Il plico postale dell’atto di appello, il cui contenuto, in ossequio al principio di autosufficienza, è stato riprodotto nel ricorso, recava il timbro così scritturato: “per compiuta giacenza. Data 22/11/13. Firma”, cui seguiva una sigla illeggibile, nonché il timbro postale recante la data del 4/12/2013.
Tali circostanze non sono stata in alcun modo contestate da Riscossione Sicilia spa.
E’ dunque pacifico che l’avviso di ricevimento della raccomandata con la quale era stato notificato l’appello non recava l’indicazione di alcuna delle formalità eseguite dall’agente postale ai fini della notificazione dell’atto al destinatario, non essendo specificata né l’assenza del destinatario, né la mancanza dei soggetti abilitati a ricevere l’atto e neppure il rilascio dell’avviso di deposito del piego nell’ufficio postale, né le modalità di formazione della cd. compiuta giacenza.
Si deve pertanto dare seguito alla giurisprudenza di questa Corte e dichiarare la nullità della notifica dell’atto di appello.

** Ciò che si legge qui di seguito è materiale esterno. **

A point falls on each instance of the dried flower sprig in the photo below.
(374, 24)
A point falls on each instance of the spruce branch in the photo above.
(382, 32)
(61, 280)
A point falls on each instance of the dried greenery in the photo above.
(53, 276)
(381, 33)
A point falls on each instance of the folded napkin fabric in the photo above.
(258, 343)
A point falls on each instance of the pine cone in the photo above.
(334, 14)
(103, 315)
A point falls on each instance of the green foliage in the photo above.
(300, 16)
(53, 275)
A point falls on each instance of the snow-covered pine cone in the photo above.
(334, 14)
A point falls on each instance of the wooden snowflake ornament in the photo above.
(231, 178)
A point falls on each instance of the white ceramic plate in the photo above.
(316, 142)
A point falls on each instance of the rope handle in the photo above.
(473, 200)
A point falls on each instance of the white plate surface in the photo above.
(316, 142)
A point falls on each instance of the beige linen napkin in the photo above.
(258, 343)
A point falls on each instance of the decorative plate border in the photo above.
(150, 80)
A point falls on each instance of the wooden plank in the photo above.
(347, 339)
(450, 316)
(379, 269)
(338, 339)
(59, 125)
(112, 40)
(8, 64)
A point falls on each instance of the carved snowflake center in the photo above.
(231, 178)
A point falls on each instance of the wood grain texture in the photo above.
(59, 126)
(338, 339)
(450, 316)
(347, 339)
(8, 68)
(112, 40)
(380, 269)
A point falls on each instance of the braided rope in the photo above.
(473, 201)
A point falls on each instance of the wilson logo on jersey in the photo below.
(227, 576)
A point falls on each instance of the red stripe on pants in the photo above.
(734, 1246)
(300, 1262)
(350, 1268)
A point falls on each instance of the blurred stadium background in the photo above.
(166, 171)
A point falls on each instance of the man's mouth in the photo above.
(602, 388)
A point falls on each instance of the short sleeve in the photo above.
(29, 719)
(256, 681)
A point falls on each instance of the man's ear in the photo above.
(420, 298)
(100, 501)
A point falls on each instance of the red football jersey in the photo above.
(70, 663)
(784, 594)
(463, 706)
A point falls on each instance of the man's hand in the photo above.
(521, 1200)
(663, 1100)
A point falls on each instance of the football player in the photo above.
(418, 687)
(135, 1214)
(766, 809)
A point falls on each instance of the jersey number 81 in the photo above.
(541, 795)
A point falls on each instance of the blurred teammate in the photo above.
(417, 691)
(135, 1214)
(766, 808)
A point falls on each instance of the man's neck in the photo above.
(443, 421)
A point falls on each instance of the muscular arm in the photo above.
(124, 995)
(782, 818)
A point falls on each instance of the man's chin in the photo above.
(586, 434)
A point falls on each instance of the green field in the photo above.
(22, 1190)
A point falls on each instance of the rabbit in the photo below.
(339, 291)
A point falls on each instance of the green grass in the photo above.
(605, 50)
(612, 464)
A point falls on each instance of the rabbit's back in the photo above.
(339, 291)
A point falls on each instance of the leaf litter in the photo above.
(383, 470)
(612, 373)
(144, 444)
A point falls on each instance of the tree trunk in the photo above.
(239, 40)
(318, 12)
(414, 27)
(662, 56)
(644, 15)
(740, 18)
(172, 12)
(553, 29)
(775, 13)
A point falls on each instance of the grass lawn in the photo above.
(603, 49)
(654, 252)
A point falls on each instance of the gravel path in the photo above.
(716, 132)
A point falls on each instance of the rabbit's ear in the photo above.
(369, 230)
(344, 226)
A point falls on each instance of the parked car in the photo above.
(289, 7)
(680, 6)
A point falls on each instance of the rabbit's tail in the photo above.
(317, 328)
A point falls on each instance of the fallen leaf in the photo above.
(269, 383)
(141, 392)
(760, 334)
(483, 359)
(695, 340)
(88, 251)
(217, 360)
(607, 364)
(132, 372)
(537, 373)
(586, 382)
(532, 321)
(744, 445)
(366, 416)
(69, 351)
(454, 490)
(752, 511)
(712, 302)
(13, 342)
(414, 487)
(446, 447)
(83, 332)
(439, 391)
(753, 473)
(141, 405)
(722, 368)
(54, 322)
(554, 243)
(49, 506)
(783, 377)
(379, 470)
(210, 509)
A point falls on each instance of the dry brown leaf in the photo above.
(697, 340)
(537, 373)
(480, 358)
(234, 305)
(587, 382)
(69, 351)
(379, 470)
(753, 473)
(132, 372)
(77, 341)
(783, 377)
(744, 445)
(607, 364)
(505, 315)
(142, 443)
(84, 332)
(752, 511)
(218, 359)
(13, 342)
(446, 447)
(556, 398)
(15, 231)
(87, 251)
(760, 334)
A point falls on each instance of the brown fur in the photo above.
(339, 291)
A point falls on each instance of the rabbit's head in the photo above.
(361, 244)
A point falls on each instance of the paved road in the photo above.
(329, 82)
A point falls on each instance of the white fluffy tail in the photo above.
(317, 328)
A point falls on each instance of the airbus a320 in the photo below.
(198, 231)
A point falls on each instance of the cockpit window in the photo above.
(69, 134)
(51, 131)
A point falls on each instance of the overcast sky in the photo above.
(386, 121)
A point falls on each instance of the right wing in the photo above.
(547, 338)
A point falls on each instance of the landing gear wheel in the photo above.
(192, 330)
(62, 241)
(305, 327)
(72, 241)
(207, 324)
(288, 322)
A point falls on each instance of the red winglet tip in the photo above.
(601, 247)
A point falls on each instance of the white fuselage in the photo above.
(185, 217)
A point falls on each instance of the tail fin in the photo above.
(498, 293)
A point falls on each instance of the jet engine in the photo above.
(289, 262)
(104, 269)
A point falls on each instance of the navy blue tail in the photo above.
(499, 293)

Ne consegue l’accoglimento del primo motivo di ricorso, con assorbimento dei restanti motivi, e la cassazione della sentenza impugnata senza rinvio. Si ritiene, infatti, che debba trovare applicazione il principio espresso dal giudice di legittimità, in tema di notifica a mezzo posta nel contenzioso tributario sul mancato rispetto delle formalità prescritte per la notifica a mezzo posta, da ritenere applicabile anche al caso in esame, secondo cui, ove la Corte di cassazione sia investita, attraverso ricorso ad essa presentato, della inesistenza della notifica e delle conseguenti nullità dell’atto introduttivo del giudizio di appello, nonché della sentenza emessa all’esito del medesimo, quest’ultima deve essere annullata senza rinvio, ai sensi del combinato disposto del citato D.Lgs. n. 546, art. 62, comma 2, e dell’art. 382 c.p.c., comma 3, secondo periodo, e ciò in quanto il processo non avrebbe potuto essere proseguito in grado di appello ed i giudici avrebbero dovuto dichiarare inammissibile il gravame, ai sensi del D.Lgs. n. 546 del 1992, art. 53, comma 1. (Cass., Sez. 5, n. 20789 del 21/07/2021, Rv. 661948 – 01; n. 24245 del 2011; n. 7608 del 2000).
P.Q.M.
La Corte accoglie il primo motivo, assorbiti gli altri. Cassa la sentenza impugnata e condanna la parte soccombente al pagamento delle spese del giudizio di appello che si liquidano in Euro 2.000, e al pagamento delle spese di legittimità che si liquidano in Euro 2.300 per compensi, oltre spese forfetarie, accessori di legge e oltre Euro 200 per esborsi.
Così deciso in Roma, nella Camera di consiglio, il 23 settembre 2021.